Total target disk space usage:
Filesystem Size Used Avail Use% Mounted on
/dev/sdc1 917G 39G 832G 5% /mnt/dar2/pwbackup
Executing post-backup event
Creating /var/log/dar2/shpwserver.shpw.local/pwbackup/2009.01.31.log
No terminal found for user interaction. All questions will be assumed a negative answer (less destructive choice), which most of the time will abort the program.

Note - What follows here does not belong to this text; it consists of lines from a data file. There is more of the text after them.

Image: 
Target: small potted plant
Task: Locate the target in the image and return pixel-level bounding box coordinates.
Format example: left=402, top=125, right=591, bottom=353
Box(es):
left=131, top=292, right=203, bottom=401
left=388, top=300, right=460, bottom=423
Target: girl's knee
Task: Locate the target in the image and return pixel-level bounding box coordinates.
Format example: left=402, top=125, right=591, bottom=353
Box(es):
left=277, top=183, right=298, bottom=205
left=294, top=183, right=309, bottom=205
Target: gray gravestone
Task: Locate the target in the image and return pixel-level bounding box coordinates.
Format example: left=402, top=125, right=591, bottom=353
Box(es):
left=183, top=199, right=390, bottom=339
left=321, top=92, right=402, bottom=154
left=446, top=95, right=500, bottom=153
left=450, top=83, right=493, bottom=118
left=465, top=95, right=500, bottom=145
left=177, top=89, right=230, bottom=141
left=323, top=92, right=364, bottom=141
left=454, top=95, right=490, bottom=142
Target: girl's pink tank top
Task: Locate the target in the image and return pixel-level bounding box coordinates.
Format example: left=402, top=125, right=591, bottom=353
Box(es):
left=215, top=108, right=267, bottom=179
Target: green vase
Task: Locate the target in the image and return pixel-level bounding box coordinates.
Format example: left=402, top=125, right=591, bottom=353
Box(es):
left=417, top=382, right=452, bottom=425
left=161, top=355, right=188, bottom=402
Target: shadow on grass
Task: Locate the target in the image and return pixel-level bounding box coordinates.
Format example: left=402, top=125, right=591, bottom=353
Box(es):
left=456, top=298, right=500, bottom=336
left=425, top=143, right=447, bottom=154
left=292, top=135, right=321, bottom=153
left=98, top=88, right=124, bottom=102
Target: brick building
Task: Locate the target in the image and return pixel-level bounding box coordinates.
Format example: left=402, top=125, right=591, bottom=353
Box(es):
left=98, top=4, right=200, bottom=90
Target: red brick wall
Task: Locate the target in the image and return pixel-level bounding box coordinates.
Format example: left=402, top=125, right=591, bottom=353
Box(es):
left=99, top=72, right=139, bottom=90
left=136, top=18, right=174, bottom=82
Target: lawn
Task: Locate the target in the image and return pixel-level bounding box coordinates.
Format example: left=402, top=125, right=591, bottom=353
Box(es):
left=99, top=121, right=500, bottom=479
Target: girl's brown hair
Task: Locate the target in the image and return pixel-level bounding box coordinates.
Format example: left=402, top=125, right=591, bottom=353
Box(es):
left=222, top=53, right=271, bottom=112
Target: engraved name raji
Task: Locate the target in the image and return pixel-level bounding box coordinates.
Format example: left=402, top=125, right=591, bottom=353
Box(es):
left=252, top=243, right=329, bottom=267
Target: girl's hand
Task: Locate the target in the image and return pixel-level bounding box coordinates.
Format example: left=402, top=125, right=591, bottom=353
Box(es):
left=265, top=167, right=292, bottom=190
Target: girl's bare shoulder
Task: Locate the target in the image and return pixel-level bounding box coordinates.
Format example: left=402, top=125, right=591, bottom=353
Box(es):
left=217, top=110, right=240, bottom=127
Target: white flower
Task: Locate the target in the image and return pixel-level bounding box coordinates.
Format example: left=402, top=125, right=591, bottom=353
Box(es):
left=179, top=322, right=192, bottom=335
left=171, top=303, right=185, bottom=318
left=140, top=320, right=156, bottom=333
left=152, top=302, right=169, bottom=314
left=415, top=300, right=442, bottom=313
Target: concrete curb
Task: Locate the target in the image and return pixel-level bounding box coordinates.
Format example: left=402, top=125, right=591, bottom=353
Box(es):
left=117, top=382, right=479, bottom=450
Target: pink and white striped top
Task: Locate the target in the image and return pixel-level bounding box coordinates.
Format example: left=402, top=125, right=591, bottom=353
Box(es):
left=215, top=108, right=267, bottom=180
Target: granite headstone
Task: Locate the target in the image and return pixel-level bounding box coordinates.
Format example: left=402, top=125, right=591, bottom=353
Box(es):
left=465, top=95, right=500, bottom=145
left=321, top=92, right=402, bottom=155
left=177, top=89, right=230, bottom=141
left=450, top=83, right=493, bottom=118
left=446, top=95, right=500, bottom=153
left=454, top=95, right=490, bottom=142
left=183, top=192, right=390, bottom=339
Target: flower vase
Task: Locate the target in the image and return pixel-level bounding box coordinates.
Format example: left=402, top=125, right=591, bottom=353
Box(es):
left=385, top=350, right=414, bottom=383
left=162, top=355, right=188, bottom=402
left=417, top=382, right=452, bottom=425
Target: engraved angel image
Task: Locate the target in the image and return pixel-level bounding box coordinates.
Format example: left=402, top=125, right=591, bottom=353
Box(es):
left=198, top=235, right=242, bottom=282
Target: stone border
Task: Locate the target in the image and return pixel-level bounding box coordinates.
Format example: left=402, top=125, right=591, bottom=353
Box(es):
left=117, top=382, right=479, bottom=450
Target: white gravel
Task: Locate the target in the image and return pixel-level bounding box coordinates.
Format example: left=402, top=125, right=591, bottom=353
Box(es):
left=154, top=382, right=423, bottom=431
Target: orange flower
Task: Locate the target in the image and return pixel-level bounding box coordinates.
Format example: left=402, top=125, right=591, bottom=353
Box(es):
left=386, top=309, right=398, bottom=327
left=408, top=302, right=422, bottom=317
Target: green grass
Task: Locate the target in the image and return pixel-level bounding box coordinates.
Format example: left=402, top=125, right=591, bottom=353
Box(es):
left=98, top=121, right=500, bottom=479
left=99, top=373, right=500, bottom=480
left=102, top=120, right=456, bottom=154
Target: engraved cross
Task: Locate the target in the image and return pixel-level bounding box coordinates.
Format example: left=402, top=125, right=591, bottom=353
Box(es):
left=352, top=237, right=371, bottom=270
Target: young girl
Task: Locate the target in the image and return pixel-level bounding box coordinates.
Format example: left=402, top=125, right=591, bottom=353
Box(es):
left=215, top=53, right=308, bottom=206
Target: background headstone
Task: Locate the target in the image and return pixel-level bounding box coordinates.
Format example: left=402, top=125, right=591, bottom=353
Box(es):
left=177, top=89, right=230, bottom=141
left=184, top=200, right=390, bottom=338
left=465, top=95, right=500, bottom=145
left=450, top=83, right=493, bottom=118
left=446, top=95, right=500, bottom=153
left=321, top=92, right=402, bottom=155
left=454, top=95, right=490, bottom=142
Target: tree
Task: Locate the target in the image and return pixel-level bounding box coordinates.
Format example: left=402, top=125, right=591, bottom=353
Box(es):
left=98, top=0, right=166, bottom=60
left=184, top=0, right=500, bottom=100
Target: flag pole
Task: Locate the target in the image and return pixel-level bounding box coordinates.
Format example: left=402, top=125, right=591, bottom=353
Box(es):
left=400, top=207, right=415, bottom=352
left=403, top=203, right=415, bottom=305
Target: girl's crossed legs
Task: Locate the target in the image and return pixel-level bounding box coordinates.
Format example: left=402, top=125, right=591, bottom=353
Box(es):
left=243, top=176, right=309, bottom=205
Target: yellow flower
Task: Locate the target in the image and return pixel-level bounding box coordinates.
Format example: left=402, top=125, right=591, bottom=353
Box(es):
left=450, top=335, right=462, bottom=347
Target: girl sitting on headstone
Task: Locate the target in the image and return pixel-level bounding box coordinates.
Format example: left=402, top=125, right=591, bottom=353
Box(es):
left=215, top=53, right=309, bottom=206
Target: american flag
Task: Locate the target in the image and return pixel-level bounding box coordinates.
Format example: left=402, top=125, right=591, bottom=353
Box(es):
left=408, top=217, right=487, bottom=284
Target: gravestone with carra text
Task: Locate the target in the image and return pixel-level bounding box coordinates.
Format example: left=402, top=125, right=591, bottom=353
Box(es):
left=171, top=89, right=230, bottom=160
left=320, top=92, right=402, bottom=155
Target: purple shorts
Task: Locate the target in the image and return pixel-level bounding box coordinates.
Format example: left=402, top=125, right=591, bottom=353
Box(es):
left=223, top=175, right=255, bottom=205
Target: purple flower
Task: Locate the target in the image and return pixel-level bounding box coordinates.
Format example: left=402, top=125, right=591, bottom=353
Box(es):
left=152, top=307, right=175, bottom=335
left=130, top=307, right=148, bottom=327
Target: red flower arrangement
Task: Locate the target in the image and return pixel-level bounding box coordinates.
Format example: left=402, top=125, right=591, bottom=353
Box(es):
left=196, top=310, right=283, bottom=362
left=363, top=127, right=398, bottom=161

Dismounting /mnt/dar2/pwbackup
Sat Jan 31 20:30:01 CST 2009 - backup started
Sun Feb 1 08:09:03 CST 2009 - backup finished
Guessing the drive was empty I conclude you backed up 39Gb in almost 11:45, which means a little under 4Gb per hour, which is just under 1 Mb/s, that does seem rather slow to me considering that most larger disks now are SATA 2, which support a maximum throughput of 3 Gb/s.
Is this a normal amount of time for a backup to a Western Digital USB drive 1TB? I formatted the drive to ext3.
That is hard to say, it depends on more factors than the one you are showing now, for instance:
- How did you connect the drive IDE/SATA/SCSI (hotswap bay), USB 1.x/2.0?
- Do you use compression in your backup or do you write data uncompressed?
On top of that ext3 is a journaling filesystem (
http://www.linuxtopia.org/HowToGuides/ext3JournalingFilesystem.html), speed might be improved by using a non-journaling filesystem perhaps, but I think the issues regarding the speed you reach are not solved by using a non-journaling filesystem.